John Stuart Mill is usually credited as the person who first called the Conservatives ‘the stupid party’, but that isn’t quite accurate. Rather, he referred to the Tories as the stupidest party, and he didn’t mean that it was more stupid than every other party in the country, just the Liberals. If you substitute the Lib Dems for the Liberal party, that probably isn’t true any more, and it certainly isn’t true if you include Labour in the mix. No, I think there is now a strong case for passing the crown to Jeremy Corbyn’s party.
If you look at Labour’s leaders, this is a very recent development. Harold Wilson was the most brilliant prime minister of the 20th century, having got the highest First in his year in PPE. Roy Jenkins, who served as his Home Secretary, thought that, academically, he was up there with Peel, Gladstone and Asquith. Admittedly, Neil Kinnock was no brainbox, but he was an aberration in an other-wise impressive line of clever clogs, from Keir Hardy to Ed Miliband. It’s only in the last two years that Labour has fallen off a cliff. In terms of IQ, Jeremy Corbyn’s must be at least two standard deviations lower than his immediate predecessor, and Diane Abbott and John McDonnell are scarcely frontbench material. To my mind, this has been the most striking feature of the general election campaign so far — the lack of intellectual candlepower in Labour’s top team.
But if you look at Labour’s voters, this phenomenon goes back much further. As far as I know, the first serious study of the link between intelligence and voting preferences was done in 2008 by a group of academics at the Medical Research Council led by the eminent Scottish psychologist Ian Deary. Before that, plenty of research had been done into the link between occupational status and voting behaviour, even educational background, but not general cognitive ability.
Deary and his team were able to look at this by using data from the 1970 British Cohort Study, which measured the IQs of more than 10,000 children born in 1970. In 2004-05, they persuaded 6,352 of them to respond to a survey about how they’d voted in the 2001 general election and how they intended to vote in 2005 and, on that basis, were able to draw some conclusions.
They found that the mainstream party whose voters had the highest mean IQ was the Liberal Democrats, then the Conservatives, then Labour, and finally, bringing up the rear, Ukip. So more than ten years ago, the Labour party’s voters were not as intelligent as the Tories’, although more intelligent than Ukip’s.
A similar piece of research has recently been done into the link between intelligence and party preference in the 2015 general election, and the results are broadly the same.
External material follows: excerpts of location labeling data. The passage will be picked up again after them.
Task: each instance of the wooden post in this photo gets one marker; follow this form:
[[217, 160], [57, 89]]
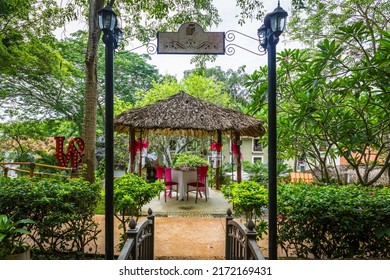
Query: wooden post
[[32, 167], [140, 155], [132, 153], [217, 170], [228, 244]]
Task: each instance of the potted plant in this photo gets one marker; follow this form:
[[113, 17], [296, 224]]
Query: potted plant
[[12, 242]]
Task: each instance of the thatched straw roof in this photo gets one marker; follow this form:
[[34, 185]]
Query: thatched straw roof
[[183, 114]]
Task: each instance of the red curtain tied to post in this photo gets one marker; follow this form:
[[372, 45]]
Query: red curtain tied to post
[[216, 146], [236, 149], [138, 145]]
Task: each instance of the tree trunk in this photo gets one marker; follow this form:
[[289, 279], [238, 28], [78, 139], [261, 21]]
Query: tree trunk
[[91, 94]]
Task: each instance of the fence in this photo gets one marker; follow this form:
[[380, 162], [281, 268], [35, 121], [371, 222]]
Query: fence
[[140, 240], [241, 241]]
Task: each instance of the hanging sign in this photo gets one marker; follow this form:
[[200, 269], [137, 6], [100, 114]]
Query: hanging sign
[[191, 39]]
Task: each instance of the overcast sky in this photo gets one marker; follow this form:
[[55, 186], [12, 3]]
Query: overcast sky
[[176, 64]]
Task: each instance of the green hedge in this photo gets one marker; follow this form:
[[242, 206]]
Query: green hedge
[[334, 222], [62, 210], [249, 199]]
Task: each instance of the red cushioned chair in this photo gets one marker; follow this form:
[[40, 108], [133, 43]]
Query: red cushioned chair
[[169, 184], [200, 185]]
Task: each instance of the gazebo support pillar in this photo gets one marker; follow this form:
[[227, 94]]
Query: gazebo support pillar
[[140, 155], [132, 150], [238, 142], [217, 170]]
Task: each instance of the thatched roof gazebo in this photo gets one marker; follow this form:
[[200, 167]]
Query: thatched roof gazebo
[[183, 114]]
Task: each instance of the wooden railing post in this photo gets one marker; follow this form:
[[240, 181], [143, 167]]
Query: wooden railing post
[[32, 167], [251, 234], [151, 217], [132, 232], [228, 218]]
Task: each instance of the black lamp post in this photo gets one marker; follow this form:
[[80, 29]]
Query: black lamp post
[[269, 33], [112, 36]]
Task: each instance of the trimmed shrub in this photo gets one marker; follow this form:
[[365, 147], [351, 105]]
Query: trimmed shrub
[[334, 222], [62, 210], [131, 192], [250, 199]]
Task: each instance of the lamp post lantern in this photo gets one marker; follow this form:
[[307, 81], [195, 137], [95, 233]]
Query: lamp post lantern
[[268, 34], [112, 36]]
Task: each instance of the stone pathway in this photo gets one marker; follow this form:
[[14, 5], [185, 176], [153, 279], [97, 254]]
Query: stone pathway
[[185, 229]]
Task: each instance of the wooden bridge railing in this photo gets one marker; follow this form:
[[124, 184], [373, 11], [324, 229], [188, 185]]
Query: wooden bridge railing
[[140, 240], [32, 169], [240, 243]]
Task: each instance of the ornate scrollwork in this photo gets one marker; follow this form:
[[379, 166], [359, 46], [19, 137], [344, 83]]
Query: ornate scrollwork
[[230, 49]]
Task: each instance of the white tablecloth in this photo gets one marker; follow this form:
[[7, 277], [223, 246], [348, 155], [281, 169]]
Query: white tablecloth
[[182, 178]]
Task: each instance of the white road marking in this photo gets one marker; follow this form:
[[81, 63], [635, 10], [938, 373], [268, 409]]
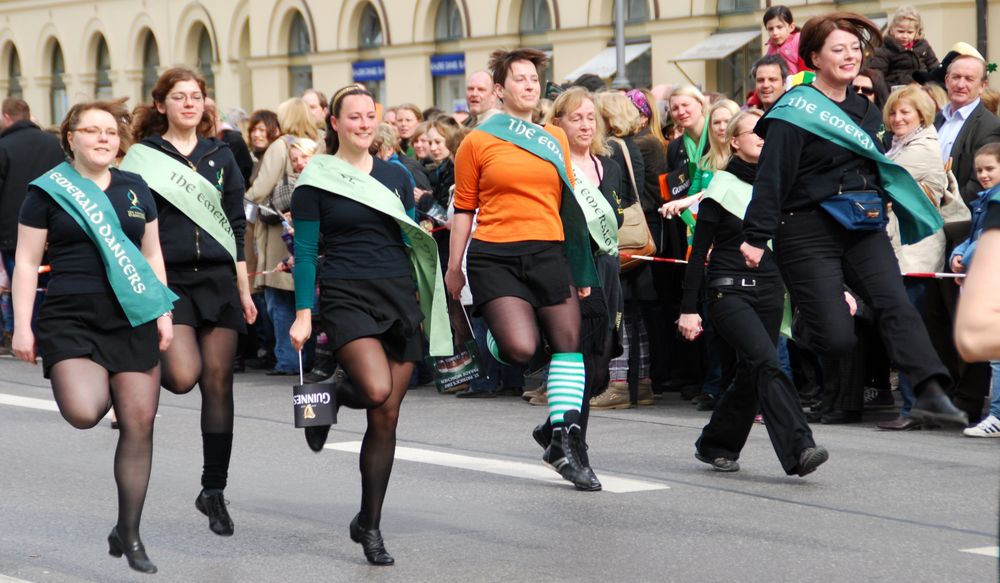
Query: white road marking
[[610, 483], [984, 551]]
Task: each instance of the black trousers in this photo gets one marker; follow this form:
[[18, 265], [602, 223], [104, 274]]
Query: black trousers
[[747, 322], [817, 257]]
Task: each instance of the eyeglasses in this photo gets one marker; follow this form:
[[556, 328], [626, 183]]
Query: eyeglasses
[[94, 131], [182, 97]]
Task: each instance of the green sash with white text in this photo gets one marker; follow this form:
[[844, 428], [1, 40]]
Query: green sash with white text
[[142, 295], [190, 192], [806, 107], [534, 139], [332, 174], [601, 221]]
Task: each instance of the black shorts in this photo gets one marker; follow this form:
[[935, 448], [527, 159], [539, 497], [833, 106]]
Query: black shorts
[[94, 326], [209, 297], [536, 271], [386, 309]]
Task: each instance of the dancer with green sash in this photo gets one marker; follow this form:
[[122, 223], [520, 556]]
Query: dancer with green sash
[[530, 260], [745, 308], [106, 314], [599, 184], [198, 189], [377, 263], [820, 143]]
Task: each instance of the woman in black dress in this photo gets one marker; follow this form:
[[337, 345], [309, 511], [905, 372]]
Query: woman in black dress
[[90, 349], [368, 297], [207, 270]]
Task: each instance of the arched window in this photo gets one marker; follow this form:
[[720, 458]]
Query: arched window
[[636, 11], [58, 98], [448, 23], [150, 63], [299, 69], [102, 80], [535, 16], [371, 28], [205, 60], [14, 74]]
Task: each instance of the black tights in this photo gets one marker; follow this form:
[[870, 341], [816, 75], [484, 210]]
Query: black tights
[[514, 323], [85, 391], [205, 357], [376, 383]]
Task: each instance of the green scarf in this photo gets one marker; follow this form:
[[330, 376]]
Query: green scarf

A PhD student at Nuffield called Noah Carl has used a different data set — the UK Household Longitudinal Survey — to calculate the mean IQ of voters in each of the UK’s 650 constituencies and then looked for patterns in the vote shares for different parties at the constituency level.
He found that there was a positive association between mean IQ and voting Conservative, and a negative association between mean IQ and voting Labour. So the higher the mean, the more likely the constituency was to return a Tory MP in 2015, and the lower the mean, the more likely it was to return a Labour one. Carl also found that the highest association between mean IQ and vote share was with the Lib Dems. All of which is consistent with the findings of Deary and his team. However, Carl also looked at the link between mean IQ and voting Ukip, and while that association was also negative, it wasn’t as negative as it was in Labour’s case. In other words, low intelligence was more strongly correlated with voting Labour in 2015 than it was with voting Ukip. Of the four main parties, Labour definitely attracted the least intelligent voters that year.
No doubt a similar piece of work will be done when the results of this general election are in, and the fact that the Conservatives will attract so many former Labour supporters may lower the average IQ of their voters. But it is unlikely to fall below that of Labour’s. Whether you measure a party’s intelligence by the IQ of its leaders or its voters, Labour is now the least intelligent party.